YCQL supports collection data types to specify columns for data objects that can contain more than one value. These include the following data types:

  • LIST: An ordered collection of elements of the same primitive type.
  • MAP: A sorted collection of pairs of elements, a key and a value. The sorting order is based on the key values and is implementation-dependent.
  • SET: A sorted collection of elements. The sorting order is implementation-dependent. 

The use of indexes can enhance database performance by enabling the database server to find rows faster.

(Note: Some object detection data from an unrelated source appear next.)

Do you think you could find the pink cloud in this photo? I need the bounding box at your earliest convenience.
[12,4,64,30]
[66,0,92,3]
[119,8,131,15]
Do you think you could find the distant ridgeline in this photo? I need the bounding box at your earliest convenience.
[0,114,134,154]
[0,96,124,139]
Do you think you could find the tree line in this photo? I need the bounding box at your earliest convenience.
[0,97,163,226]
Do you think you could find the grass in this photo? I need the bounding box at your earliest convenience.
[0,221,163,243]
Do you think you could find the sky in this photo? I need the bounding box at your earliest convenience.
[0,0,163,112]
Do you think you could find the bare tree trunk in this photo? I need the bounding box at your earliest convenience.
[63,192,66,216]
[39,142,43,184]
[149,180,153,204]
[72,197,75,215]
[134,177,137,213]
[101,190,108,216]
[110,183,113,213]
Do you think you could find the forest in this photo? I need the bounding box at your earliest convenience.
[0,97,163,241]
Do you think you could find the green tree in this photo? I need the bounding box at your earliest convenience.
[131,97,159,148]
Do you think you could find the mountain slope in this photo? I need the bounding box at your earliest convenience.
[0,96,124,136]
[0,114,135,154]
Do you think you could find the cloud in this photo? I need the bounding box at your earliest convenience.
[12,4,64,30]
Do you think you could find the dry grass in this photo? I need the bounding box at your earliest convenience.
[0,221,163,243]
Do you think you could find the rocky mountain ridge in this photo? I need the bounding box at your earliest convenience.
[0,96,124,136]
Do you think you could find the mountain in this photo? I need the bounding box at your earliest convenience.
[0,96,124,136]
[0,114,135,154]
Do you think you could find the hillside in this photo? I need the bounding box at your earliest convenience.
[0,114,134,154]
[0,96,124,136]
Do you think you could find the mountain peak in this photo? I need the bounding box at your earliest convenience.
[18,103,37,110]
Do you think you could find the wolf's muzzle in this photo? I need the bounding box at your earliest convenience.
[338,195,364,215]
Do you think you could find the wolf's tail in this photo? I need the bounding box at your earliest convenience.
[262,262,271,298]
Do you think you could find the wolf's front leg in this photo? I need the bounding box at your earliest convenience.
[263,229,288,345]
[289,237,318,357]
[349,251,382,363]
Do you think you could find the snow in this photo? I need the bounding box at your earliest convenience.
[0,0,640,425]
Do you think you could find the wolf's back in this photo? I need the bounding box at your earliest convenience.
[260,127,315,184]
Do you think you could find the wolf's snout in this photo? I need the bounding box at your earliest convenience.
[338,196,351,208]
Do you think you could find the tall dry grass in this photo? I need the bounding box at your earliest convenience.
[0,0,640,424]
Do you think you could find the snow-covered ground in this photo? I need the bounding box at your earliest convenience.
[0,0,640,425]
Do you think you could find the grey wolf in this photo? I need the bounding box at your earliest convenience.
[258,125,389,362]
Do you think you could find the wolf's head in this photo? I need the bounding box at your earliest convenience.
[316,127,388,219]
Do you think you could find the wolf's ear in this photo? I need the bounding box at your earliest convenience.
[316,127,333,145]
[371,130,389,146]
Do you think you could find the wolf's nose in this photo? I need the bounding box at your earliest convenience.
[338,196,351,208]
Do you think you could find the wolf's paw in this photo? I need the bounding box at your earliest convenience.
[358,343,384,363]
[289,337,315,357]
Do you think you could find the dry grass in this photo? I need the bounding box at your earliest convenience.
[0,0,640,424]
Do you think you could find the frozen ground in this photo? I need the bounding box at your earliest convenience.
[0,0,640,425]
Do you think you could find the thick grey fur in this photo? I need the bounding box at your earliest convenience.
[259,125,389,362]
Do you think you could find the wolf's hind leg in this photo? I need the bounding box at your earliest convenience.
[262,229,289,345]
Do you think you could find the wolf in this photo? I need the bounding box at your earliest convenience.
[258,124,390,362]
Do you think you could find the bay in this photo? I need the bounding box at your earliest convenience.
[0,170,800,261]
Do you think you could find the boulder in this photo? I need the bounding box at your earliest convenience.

Can we create in index on a column that has a collection data type?

				
					yugabyte@ycqlsh> CREATE KEYSPACE ks;

yugabyte@ycqlsh> CREATE TABLE ks.t (pk INT PRIMARY KEY, letters LIST<TEXT>) WITH transactions = {'enabled':'true'};

yugabyte@ycqlsh> INSERT INTO ks.t (pk, letters) VALUES (1, ['A', 'B', 'C']);

yugabyte@ycqlsh> INSERT INTO ks.t (pk, letters) VALUES (2, ['A', 'C']);

yugabyte@ycqlsh> INSERT INTO ks.t (pk, letters) VALUES (3, ['D', 'E']);

yugabyte@ycqlsh> SELECT * FROM ks.t;

 pk | letters
----+-----------------
  1 | ['A', 'B', 'C']
  2 |      ['A', 'C']
  3 |      ['D', 'E']

(3 rows)

yugabyte@ycqlsh> CREATE INDEX t_letters_idx ON ks.t(letters);
InvalidRequest: Error from server: code=2200 [Invalid query] message="Invalid Primary Key Column Datatype
CREATE INDEX t_letters_idx ON ks.t(letters);
                                   ^^^^^^^
 (ql error -206)"
				
			

We can’t… unless we use a FROZEN data type!

Example:

				
					yugabyte@ycqlsh> ALTER TABLE ks.t ADD letters_frozen FROZEN<LIST<TEXT>>;

yugabyte@ycqlsh> UPDATE ks.t SET letters_frozen = ['A', 'B', 'C'] WHERE pk = 1;

yugabyte@ycqlsh> UPDATE ks.t SET letters_frozen = ['A', 'C'] WHERE pk = 2;

yugabyte@ycqlsh> UPDATE ks.t SET letters_frozen = ['D', 'E'] WHERE pk = 3;
yugabyte@ycqlsh> SELECT * FROM ks.t;

 pk | letters         | letters_frozen
----+-----------------+-----------------
  1 | ['A', 'B', 'C'] | ['A', 'B', 'C']
  2 |      ['A', 'C'] |      ['A', 'C']
  3 |      ['D', 'E'] |      ['D', 'E']

(3 rows)

yugabyte@ycqlsh> CREATE INDEX t_letters_idx ON ks.t(letters_frozen);

yugabyte@ycqlsh> EXPLAIN SELECT pk FROM ks.t WHERE letters_frozen = ['A', 'C'];

 QUERY PLAN
------------------------------------------------
 Index Only Scan using ks.t_letters_idx on ks.t
   Key Conditions: (letters_frozen = expr)
				
			

Have Fun!

I thought this was a "friendly" duck... I was wrong!